# Working in UAE, living and Resident in a different Gulf country



## richardnewman (Aug 10, 2017)

Hello

I am hoping you can help me as I can not find the information on the Gov web site.

Is it permitted to legally work in UAE, with work papers etc, but be resident/live in a different country due to family ties.
e.g.

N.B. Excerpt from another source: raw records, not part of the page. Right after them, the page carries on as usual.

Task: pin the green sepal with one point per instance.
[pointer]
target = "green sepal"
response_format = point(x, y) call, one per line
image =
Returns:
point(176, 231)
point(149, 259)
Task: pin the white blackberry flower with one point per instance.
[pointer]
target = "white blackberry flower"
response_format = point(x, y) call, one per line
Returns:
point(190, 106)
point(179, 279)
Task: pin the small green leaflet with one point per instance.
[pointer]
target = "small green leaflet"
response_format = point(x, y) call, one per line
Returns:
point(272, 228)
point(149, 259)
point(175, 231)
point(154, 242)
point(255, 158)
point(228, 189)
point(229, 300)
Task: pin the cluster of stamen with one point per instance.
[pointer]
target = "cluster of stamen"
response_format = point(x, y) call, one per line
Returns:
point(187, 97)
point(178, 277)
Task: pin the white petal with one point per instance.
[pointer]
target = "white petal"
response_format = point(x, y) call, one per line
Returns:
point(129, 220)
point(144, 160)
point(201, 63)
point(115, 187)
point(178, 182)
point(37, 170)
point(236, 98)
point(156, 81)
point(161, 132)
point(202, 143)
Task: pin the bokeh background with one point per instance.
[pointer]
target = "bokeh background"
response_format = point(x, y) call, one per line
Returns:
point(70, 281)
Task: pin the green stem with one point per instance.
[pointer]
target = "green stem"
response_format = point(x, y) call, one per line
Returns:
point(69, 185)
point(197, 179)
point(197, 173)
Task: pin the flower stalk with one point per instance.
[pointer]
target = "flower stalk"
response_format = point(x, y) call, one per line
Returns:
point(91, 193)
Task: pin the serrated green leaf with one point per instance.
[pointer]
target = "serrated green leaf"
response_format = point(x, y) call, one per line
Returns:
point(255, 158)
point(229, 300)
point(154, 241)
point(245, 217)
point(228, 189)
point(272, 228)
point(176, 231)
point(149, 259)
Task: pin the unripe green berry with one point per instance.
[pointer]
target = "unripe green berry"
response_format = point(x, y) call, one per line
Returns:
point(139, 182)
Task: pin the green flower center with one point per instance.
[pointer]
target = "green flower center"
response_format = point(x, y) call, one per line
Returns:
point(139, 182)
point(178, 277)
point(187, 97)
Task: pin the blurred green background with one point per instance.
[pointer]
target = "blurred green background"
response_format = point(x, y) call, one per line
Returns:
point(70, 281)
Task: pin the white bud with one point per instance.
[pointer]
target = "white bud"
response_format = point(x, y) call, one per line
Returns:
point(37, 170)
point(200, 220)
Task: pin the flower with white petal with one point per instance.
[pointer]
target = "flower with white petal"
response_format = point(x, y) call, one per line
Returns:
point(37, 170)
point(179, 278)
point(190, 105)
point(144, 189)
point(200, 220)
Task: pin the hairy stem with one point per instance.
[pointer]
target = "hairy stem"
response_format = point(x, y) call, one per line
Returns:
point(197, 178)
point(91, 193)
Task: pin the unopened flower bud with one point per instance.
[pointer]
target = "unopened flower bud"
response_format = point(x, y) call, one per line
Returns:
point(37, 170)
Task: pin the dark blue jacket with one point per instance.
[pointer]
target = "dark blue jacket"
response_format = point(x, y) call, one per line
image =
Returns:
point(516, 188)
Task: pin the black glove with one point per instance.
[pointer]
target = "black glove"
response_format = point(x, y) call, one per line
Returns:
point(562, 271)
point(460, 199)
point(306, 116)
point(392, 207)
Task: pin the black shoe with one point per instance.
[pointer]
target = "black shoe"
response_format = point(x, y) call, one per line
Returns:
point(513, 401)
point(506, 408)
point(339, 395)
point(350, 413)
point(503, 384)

Bahrain.

Thanks

RN


----------



## richardnewman (Aug 10, 2017)

In case it's not clear.
The question relates to being a resident in another Gulf country, due to family, but working in Dubai for a UAE company and being paid by that UAE company (3 or 4 days a week).... commuting.


----------



## Stevesolar (Dec 21, 2012)

richardnewman said:


> In case it's not clear.
> The question relates to being a resident in another Gulf country, due to family, but working in Dubai for a UAE company and being paid by that UAE company (3 or 4 days a week).... commuting.


Hi,
As long as the UAE company sponsor you and provide you with a UAE residence visa - then that would be fine.
Cheers
Steve


----------



## richardnewman (Aug 10, 2017)

Stevesolar said:


> Hi,
> As long as the UAE company sponsor you and provide you with a UAE residence visa - then that would be fine.
> Cheers
> Steve


Hi

So it's ok to be resident of both UAE and another Gulf county at the same time?


----------



## Stevesolar (Dec 21, 2012)

richardnewman said:


> Hi
> 
> So it's ok to be resident of both UAE and another Gulf county at the same time?


Hi,
Well - you won't actually be a "resident" of the UAE - but yes, I believe you can have two work visas.
You could always get a 2nd passport and keep one visa in each.
Cheers
Steve


----------



## richardnewman (Aug 10, 2017)

Stevesolar said:


> Hi,
> Well - you won't actually be a "resident" of the UAE - but yes, I believe you can have two work visas.
> You could always get a 2nd passport and keep one visa in each.
> Cheers
> Steve


A second passport is not a possibility.
May I ask where you sourced this information from.
We'll not be able to quote Stevesolar as the reason we are pursuing this.
Thanks


----------



## Stevesolar (Dec 21, 2012)

richardnewman said:


> A second passport is not a possibility.
> May I ask where you sourced this information from.
> We'll not be able to quote Stevesolar as the reason we are pursuing this.
> Thanks


Hi,
Are you a UK passport holder?
If yes - you are able to obtain a 2nd passport - especially if you propose to visit countries that have sensitivities to visas in your 1st passport.
I just know people that have visas for more than one GCC country.
Cheers
Steve


----------